Independent Broker Dealer Consortium

New Education Requirements on the Horizon for Broker Dealers and (Maybe) Investment Advisers

FINRA is seeking input on proposed changes to the Securities Industry Continuing Education Program (“CE Program”) just as the SEC is considering responses to its request for comments on whether investment advisers should be subject to similar obligations. Here are the latest developments.

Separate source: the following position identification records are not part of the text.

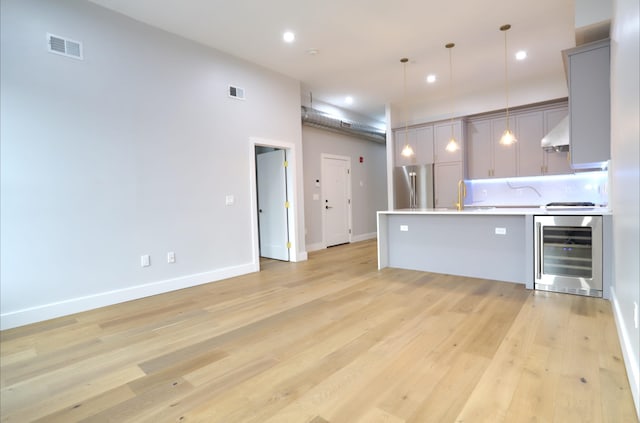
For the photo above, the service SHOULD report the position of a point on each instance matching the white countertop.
(505, 211)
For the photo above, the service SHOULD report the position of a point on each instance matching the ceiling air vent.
(64, 46)
(236, 92)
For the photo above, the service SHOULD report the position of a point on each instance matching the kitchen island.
(488, 243)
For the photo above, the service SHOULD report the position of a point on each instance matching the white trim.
(76, 305)
(630, 359)
(292, 195)
(364, 237)
(316, 247)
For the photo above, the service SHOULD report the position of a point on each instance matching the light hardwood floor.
(327, 340)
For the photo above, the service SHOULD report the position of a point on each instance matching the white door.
(272, 199)
(336, 201)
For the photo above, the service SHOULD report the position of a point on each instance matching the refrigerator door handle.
(413, 202)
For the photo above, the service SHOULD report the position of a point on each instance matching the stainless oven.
(568, 254)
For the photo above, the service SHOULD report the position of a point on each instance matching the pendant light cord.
(506, 73)
(404, 95)
(450, 46)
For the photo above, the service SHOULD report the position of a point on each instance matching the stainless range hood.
(558, 138)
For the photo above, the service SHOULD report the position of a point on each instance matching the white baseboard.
(355, 238)
(75, 305)
(630, 359)
(364, 237)
(315, 247)
(302, 256)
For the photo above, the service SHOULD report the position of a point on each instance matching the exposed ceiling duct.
(318, 119)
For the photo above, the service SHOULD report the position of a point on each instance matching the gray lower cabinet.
(588, 70)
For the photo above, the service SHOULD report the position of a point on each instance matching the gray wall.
(368, 180)
(131, 151)
(625, 174)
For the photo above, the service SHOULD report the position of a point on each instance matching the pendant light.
(452, 145)
(507, 137)
(407, 150)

FINRA requested comment from member firms and other interested parties on enhancements to the CE Program proposed by the Securities Industry/Regulatory Council on Continuing Education (“CE Council”). The CE Council, made up of representatives of the securities industry (including SROs like FINRA), develops uniform continuing education requirements for more than 600,000 securities professionals to ensure they “have the knowledge and skills necessary to help investors and promote the integrity of the U.S. capital markets.” In issuing their proposed enhancements, the CE Council described the “increasing complexity of products and services offered through the U.S. financial markets” and the consequent need to provide timely, effective training to registered persons


The CE program is made up of a Regulatory Element and a Firm Element. The Regulatory Element is intended to address new rules and industry standards to “educat[e] registered persons on significant regulatory issues facing the industry.” Proposed enhancements to the Regulatory Element include (i) narrowing the program by creating “targeted learning units” that are more relevant to the registrations held by individuals. The Council is also proposing to make the Regulatory element more timely by (ii) making it an annual requirement rather than every three years (after the second anniversary of an initial registration). Finally, the Council suggests that there are additional efficiencies to be gained by (iii) improving the functional aspects of element systems (notably, the Central Registration Depositary “CRD” and “Financial Professional Gateway”) and by (iv) coordinating the modular approach for the Regulatory Element with the requirements of the Firm Element.


The Firm Element program addresses “products, services and strategies offered by the firm as well as firm policies and industry trends.” The CE Council proposed fewer Firm Element enhancements, but asked for more feedback. Specifically, the Council asked for information (i) on the value of the current guidance it provides to help firms meet their obligations; (ii) on current firm education practices (including those containing content outside the CE Program like AML training); (iii) on redundancies or “opportunities for reciprocity with other securities or related credential programs;” and (iv) on how firms develop or acquire the content to meet Firm Element requirements. FINRA reminded its members that should the CE Council recommend program changes, FINRA would issue the requisite Notice with the specific details and any related rule changes. Comments on the CE Councils questions are due by November 5, 2018.


As part of the SEC Best Interest Rule proposal, (at page 28; see also the latest Bates article on NASAA reaction to the proposal,) the SEC requested comment as to “whether there should be federal licensing and continuing education requirements for personnel of SEC-registered investment advisers.” Though there is general appreciation for the importance of continuing education for investment advisers, two significant groups reacted strongly against the proposed federal mandate.

In a comment submitted by the Investment Adviser Association, President and CEO Karen Barr said that “federal licensing and continuing education requirements are unnecessary and inappropriate.”

She stated: “the Commission’s request fails to appreciate that all adviser personnel are subject to a range of compliance requirements and already receive training on the laws, regulations, and fiduciary obligations applicable to advisers.” President Barr went on to remind the Commissioners that “states license and impose examination or competency requirements on investment adviser representatives.” She also questioned (i) “the Commission’s legal authority to adopt licensing requirements for personnel of investment advisory firms”; and (ii) whether the Commission has “the infrastructure or resources to administer such a program,” strenuously opposing “the Commission turning to FINRA to administer the program.”

Similarly, in his comment letter, NASAA President and Director of Alabama Securities Commission, Joseph Borg stated: “State securities administrators license these individuals; the SEC does not…The SEC already regulates thousands of broker-dealers and investment advisers. It should not stretch its limited resources even further by taking on direct regulatory responsibility for hundreds of thousands of investment adviser representatives. Rather, state securities regulators should continue performing this function. NASAA and its members have developed robust rules and processes (including a testing regime) to oversee investment adviser representatives.”


Efforts to address the increasing complexity of products and services in the financial marketplace through more concentrated and focused continuing education are laudable. Bates has written extensively of the many evolving challenges facing the industry that require real understanding and a continuous updating of expertise. The CE Council and FINRA are asking important questions that are reasonably intended to keep practitioners current in a fast-changing environment. The SEC inquiries, and the consequent reaction by the IAA and NASAA, remind us that the efforts to streamline and enhance the CE program are taking place in the midst of a broader debate on the appropriate regulation of broker-dealers and investment advisers. By the time a proposed rule change is ready, we may know whether the SEC will continue to pursue federal licensure and continuing education for investment advisers. Bates will continue to keep you up-to-date on developments.